The Lockdown Blues

The+Lockdown+Blues

Nicole Service

It’s almost been a whole year in quarantine. We’re all getting restless and tired of living the same day over and over again. Wake up, Zoom, Netflix, Instagram or Snapchat, sleep, repeat. Nobody was prepared for this new lifestyle that we were forced into last March. However, this time of self isolation has affected everyone differently, usually in a negative way. On the other hand others have had more positive experiences during quarantine. 

Senior, Tyler Bell, noticed a change in his mood a couple months in quarantine and he described it as a more positive change. Bell explains, “after spending time with myself I started to understand what I really enjoyed and what was important to me.” By expressing himself in what he wore and his newfound music taste, Tyler really found himself over quarantine. A piece of advice Tyler had for others who are struggling during this time in isolation is “to think about what interests them… and make a daily routine.” Having a routine can anchor us.
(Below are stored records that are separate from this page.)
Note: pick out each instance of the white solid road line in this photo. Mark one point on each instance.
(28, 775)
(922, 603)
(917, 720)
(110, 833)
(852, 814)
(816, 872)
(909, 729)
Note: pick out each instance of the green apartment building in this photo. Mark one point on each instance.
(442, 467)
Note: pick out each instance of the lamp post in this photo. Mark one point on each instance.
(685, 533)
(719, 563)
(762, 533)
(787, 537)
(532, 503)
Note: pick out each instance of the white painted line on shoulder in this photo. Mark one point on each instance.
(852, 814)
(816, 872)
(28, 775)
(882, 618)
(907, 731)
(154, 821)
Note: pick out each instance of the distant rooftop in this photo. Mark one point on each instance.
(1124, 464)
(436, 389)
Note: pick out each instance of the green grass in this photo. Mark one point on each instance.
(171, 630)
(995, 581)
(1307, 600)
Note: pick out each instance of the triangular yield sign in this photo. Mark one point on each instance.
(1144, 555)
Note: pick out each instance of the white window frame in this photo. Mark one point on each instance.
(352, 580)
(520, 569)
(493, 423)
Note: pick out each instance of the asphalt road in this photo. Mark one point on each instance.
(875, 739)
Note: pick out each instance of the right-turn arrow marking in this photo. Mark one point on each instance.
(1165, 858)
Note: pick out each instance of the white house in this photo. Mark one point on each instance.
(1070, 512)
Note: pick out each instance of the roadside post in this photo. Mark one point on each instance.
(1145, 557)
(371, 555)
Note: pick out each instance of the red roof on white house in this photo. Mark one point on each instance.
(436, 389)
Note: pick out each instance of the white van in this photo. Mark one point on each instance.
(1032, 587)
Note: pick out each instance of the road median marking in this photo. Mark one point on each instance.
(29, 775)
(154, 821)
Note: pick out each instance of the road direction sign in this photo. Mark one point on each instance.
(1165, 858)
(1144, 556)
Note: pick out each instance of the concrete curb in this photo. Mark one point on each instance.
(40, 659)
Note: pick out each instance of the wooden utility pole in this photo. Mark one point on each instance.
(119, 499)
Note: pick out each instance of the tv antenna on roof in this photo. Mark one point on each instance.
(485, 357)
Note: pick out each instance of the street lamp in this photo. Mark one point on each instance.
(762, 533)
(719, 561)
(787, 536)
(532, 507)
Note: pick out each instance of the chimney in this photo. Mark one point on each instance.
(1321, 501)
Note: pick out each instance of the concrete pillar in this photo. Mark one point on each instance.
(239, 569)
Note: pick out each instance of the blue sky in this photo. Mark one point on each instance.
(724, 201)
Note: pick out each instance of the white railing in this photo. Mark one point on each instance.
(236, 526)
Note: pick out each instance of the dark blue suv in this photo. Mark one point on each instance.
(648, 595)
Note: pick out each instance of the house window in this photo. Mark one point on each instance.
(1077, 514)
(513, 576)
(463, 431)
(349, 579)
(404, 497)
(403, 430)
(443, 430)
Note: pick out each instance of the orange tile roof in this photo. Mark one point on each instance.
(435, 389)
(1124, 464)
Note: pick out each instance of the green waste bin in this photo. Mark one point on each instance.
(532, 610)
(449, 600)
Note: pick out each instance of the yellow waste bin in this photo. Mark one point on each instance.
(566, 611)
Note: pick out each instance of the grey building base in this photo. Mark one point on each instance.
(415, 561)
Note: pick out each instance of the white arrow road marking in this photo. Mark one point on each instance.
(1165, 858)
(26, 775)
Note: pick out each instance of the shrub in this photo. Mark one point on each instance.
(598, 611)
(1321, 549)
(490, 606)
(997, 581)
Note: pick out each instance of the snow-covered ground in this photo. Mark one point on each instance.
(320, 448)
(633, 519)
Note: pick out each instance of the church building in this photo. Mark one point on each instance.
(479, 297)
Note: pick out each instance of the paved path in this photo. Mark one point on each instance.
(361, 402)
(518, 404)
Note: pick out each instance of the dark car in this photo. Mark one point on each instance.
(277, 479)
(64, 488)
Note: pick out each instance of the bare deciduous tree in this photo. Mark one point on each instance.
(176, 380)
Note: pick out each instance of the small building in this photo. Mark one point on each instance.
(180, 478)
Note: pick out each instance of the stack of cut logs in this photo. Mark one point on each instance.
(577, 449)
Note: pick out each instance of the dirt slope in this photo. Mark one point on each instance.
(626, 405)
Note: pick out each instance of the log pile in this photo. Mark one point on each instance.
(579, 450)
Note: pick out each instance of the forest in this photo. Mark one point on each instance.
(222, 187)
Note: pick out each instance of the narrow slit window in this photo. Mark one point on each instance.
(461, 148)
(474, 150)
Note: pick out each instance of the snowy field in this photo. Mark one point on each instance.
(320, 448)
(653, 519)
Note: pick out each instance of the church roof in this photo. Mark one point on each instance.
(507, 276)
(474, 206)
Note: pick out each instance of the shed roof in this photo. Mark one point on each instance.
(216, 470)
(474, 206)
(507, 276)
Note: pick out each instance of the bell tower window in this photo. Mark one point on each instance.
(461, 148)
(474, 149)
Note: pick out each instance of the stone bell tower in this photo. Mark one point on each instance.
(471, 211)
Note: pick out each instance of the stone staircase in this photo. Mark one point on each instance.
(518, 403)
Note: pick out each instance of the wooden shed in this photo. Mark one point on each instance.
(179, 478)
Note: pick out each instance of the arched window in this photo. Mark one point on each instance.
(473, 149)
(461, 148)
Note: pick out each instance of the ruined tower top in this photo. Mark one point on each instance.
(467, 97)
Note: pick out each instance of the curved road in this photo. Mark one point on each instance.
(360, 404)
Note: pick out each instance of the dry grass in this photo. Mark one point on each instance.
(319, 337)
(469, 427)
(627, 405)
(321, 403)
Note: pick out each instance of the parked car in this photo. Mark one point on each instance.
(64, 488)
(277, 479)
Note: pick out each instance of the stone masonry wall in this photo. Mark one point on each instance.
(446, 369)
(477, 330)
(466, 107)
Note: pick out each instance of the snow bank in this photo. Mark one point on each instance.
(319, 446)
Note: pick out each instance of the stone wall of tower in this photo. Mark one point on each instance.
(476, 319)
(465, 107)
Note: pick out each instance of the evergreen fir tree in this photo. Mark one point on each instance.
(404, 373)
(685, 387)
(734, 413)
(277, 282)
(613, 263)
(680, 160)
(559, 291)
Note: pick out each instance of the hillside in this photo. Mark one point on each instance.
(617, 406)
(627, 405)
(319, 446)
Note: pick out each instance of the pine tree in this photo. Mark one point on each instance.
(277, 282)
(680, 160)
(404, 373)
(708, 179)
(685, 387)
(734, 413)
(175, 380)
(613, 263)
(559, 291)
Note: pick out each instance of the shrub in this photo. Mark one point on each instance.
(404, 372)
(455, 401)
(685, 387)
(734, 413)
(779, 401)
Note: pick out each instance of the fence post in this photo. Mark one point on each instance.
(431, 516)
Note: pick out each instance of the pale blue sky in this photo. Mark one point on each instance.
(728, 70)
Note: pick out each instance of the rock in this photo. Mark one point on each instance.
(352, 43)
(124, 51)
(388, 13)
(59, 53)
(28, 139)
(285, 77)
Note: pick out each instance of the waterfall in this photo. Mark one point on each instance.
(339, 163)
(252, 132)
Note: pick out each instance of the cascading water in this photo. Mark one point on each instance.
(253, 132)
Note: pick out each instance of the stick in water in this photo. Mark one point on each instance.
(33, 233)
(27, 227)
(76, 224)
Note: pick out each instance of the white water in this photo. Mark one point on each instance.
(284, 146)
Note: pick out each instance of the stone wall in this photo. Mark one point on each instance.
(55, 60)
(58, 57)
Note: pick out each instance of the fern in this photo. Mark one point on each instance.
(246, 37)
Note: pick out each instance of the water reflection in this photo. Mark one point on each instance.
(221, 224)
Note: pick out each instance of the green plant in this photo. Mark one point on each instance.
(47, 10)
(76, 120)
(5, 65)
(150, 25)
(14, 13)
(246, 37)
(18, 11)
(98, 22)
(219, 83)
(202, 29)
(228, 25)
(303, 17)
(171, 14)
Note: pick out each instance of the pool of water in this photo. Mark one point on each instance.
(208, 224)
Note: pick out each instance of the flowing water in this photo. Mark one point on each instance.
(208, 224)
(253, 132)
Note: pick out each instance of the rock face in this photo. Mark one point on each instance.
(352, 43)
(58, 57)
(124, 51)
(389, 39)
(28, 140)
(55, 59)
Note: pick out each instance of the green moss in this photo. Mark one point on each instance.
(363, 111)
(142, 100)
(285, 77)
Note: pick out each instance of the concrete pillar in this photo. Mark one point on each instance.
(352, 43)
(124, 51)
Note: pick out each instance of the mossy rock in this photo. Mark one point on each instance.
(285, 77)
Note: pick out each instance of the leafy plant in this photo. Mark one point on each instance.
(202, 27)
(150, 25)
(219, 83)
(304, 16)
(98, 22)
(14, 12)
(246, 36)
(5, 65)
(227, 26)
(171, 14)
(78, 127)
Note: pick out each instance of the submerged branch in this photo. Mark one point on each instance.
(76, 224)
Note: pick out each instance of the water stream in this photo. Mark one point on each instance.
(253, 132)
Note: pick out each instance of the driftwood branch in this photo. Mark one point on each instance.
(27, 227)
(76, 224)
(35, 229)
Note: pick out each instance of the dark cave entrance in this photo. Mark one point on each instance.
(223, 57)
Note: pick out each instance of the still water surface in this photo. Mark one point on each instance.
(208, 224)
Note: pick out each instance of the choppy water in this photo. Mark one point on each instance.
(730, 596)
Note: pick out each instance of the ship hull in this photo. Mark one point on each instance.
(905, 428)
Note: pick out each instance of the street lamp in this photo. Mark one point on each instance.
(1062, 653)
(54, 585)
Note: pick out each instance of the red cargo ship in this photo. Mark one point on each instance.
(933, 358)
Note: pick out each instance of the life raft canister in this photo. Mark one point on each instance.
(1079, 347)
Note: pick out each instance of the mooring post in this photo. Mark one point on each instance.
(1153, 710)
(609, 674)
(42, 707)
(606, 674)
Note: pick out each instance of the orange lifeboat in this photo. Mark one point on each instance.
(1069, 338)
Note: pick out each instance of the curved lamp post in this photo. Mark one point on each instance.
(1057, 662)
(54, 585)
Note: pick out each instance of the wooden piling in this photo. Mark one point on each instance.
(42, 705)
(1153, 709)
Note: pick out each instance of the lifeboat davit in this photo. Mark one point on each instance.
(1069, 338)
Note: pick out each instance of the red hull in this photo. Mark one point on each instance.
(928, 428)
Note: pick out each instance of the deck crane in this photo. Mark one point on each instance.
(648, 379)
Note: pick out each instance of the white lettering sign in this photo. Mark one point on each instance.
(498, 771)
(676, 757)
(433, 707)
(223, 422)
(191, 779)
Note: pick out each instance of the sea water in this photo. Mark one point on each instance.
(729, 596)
By having a daily routine, it can create a sense of normality in these uncertain times. By having a routine, one can easily cross off things in their to-do list without feeling overwhelmed. FacileThings explains when one finishes a task our brain releases dopamine. Dopamine is a chemical that gets released in our brain that makes us feel happy. This chemical is also released when we eat chocolate cake and do drugs. 

On the other hand, some did not have a positive reaction to quarantine. A sophomore who wishes to remain anonymous states “the lockdowns were one of the main catalysts in the degradation of mental health.” She describes her anxiety and depression heightening  because of the lack of social interaction with others. According to Mental Health First Aid, seeing our peers benefits our mental health greatly. They help us increase our sense of belonging and reduce stress. In quarantine social interaction is limited. However, thanks to social media, Zoom, FaceTime, texting, and other messaging apps we are able to connect with our friends and loved ones. Even though it isn’t the same as seeing people in person, this pandemic will pass and sooner or later we’ll be united with our peers. 

One very important coping skill one can use is working out. Working out could be using resistance bands, doing yoga, or just going for a walk around the neighborhood. Many Youtubers and TikTok stars have uploaded videos sharing their workout routines. According to MedlinePlus, working out is good for you for a multitude of reasons such as improving your mental health and mood, strengthening your bones and muscles, and improving your sleep, just to name a few benefits. Working out is a great thing to incorporate into your routine and help combat the quarantine blues.

Many people have experienced heightened anxiety over quarantine. To cope with this, there are many ways to remedy that. One way that’s been proven to help with anxiety is adult coloring books. According to Beaumont.org, coloring can relax the “fear center” of our brain which is known as amygdala. By using coloring books, one is focused on what they are coloring which slows down the racing thoughts going through one’s head. Coloring is also an example of practicing mindfulness. Another form of practicing mindfulness is meditation. Just like coloring, meditation slows down the racing throughs and helps one calm down. The Mayo Clinic explains that meditation can reduce negative emotions, increase self awareness, helps manage stress, and increase imagination. 

Quarantine is a stressful time for everyone because not knowing when things will open again, when the vaccines will roll out, or who is sick and who is not sick is petrifying for a lot of people. Our life as we once knew it has completely changed one Friday in March. However, we can adapt. By creating  a routine and using coping skills, one can have a healthy lifestyle in these hazy times.